3. Menjadi "Pamungkas Demokrasi"
Istilah "Pamungkas Demokrasi" yang disematkan Amas menyiratkan bahwa Gerindra telah mencapai titik di mana mereka menjadi solusi akhir atau representasi paling utuh dari dinamika demokrasi di Indonesia saat ini. Sebagai partai yang lahir dari rahim gerakan nasionalis, Gerindra dianggap mampu mensintesiskan stabilitas politik dengan partisipasi publik.
Analisis: Tantangan Menuju Milenium Kedua
Tentu, visi 1000 tahun adalah tantangan yang maha berat. Sejarah mencatat bahwa partai-partai besar dunia seringkali mengalami pasang surut akibat pergantian generasi dan pergeseran isu global.
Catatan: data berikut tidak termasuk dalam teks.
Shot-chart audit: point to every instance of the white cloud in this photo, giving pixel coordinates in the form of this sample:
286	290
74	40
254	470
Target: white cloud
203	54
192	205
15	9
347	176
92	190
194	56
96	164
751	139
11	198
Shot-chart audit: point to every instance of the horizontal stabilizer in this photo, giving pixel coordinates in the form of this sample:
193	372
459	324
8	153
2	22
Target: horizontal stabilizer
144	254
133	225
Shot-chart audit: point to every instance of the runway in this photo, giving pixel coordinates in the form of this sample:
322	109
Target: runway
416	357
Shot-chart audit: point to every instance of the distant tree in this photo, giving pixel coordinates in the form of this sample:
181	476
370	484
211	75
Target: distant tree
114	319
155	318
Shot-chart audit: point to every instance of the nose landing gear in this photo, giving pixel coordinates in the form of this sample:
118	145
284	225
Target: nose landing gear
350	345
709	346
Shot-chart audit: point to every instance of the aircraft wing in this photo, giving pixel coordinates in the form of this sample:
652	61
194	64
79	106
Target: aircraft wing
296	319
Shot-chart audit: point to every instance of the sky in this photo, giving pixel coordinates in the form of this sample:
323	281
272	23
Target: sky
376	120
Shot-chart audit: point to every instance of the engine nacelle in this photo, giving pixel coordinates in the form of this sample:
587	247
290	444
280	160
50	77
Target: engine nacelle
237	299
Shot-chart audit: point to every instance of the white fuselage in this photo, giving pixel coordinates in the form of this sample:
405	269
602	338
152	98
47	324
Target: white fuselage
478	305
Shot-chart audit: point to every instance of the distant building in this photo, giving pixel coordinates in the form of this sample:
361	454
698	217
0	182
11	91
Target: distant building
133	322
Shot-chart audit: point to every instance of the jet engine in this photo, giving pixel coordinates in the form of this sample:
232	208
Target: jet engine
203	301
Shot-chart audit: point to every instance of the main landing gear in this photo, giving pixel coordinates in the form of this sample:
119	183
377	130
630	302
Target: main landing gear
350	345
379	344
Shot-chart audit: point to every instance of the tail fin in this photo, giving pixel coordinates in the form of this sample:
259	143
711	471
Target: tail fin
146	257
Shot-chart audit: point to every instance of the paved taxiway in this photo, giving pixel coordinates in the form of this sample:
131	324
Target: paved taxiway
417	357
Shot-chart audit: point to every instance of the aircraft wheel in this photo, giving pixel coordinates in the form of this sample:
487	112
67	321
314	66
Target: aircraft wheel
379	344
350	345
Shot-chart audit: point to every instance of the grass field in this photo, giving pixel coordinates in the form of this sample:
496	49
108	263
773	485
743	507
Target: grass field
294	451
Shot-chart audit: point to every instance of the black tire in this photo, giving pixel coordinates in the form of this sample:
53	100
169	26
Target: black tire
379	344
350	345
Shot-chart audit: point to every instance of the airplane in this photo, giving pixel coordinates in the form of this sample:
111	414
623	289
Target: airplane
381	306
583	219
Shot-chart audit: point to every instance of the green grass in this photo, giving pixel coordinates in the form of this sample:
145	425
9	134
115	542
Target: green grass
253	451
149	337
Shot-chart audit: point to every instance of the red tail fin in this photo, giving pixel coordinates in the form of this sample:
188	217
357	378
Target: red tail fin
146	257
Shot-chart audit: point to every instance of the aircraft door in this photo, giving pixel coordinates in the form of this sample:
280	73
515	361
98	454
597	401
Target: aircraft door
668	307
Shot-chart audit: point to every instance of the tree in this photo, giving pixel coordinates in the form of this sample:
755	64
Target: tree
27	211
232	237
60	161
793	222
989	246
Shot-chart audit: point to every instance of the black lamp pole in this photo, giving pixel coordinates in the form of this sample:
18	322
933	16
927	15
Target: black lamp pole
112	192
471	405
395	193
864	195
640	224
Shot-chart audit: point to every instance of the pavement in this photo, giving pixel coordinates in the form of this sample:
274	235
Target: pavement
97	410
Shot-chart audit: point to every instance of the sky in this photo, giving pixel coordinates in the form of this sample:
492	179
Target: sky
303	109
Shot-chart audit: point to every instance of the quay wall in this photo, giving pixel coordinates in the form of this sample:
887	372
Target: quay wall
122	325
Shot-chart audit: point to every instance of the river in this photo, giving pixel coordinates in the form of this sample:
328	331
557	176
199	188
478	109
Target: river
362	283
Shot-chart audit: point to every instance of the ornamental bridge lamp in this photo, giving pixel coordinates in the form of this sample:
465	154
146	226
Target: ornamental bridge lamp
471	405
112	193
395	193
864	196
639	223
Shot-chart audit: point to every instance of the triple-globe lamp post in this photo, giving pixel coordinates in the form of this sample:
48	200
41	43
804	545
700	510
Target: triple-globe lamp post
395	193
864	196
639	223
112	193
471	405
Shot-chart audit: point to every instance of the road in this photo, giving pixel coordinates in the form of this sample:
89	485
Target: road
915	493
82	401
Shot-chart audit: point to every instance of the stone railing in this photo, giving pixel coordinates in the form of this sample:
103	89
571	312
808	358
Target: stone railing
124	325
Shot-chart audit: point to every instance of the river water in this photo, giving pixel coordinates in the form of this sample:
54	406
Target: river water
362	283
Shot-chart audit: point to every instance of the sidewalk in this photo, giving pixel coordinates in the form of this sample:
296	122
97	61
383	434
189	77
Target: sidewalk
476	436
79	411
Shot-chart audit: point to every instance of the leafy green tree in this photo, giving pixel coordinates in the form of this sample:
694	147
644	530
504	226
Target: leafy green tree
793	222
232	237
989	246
Agar kutipan Amas tentang "Pamungkas Demokrasi" menjadi kenyataan, Gerindra perlu melakukan beberapa hal:
Institusionalisasi: Memastikan nilai-nilai partai tetap hidup dan berada di tampuk kepemimpinan nasional.
Adaptasi Digital: Menjangkau pemilih muda yang akan menjadi penentu dalam dekade-dekade mendatang.
Konsistensi Program: Mewujudkan janji kampanye menjadi kebijakan nyata yang dirasakan rakyat, sesuai dengan label "membumi" yang disematkan.
Kesimpulan Visi Dasco dan pembacaan Amas memberikan gambaran bahwa Gerindra tidak sedang bermain dalam jangka pendek. Mereka tengah membangun sebuah institusi yang ingin menjadi bagian integral dari sejarah Indonesia selamanya. Apakah Gerindra akan benar-benar menjadi "si kancil" yang hidup 1000 tahun lagi? Waktu yang akan menjawab, namun fondasi itu tengah dibangun hari ini.